Evaluation function values according to contact point a Limb from pair 1, b Limb from pair 2, c Limb from pair 3

The coordinate values are expressed with respect to the robot coordinate system, and the red lines represent the best trajectories of the support limbs. The position and posture on these trajectories satisfy (13). To guarantee stability, we omitted the area between −30 and 30 mm along the y axis from the analysis.

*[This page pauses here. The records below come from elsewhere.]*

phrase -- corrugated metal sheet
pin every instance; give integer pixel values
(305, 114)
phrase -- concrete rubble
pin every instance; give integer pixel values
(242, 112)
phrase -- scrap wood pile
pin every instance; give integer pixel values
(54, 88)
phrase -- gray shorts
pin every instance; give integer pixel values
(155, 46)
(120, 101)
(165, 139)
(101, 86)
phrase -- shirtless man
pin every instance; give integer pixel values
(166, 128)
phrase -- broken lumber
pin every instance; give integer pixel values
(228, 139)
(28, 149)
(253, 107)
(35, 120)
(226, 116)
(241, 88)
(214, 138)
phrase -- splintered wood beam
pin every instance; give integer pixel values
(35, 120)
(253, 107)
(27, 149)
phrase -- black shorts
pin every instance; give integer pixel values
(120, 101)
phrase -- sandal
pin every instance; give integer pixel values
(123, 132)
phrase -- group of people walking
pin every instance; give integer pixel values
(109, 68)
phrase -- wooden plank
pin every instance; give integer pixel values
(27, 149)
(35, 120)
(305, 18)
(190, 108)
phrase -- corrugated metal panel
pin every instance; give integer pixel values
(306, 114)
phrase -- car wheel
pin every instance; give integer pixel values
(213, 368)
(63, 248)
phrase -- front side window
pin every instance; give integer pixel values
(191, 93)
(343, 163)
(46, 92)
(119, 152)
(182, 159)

To verify these results, we implemented them in the real robot. The corresponding servo torque evolution is shown in Fig. 12. And, the experimental scene is shown in Fig. 13. Figure 12a shows that a some torques, such as \(\tau _3\), are larger than those in Fig. 8a. However, the total output torque, as defined in the evolution function, decreased about 18% compared with the results from section. Therefore, the power consumption also decreased in the same amount.

Fig. 12

Servo torque evolution during vertical-body climbing gait using power efficiency model a Limb from pair 1, b Limb from pair 2, c Limb from pair 3

Fig. 13

Experimental scene of vertical-body climbing gait considering power efficiency model

Conclusion

In this paper, we propose two new gait strategies for the limb mechanism robot ASTERISK to climb on parallel walls. Both strategies, vertical-body climbing gait and horizontal-body climbing gait, consider two swing limbs and four support limbs. For vertical-body climbing gait, the body of the robot remains upright, whereas for horizontal-body climbing gait, the body of the robot remains horizontal, i.e., parallel to the ground. We verified the feasibility of the proposed gait strategies through simulations and real robot experiments. In addition, we evaluated a power efficiency model that may prevent servo failures. This model also improved the position and posture of the robot limbs, and reduced the total torque during climbing.

As future work, we aim to improve the robot stability during motion using the proposed strategies. In addition, ASTERISK will be tested for a climbing task within an in-pipe environment.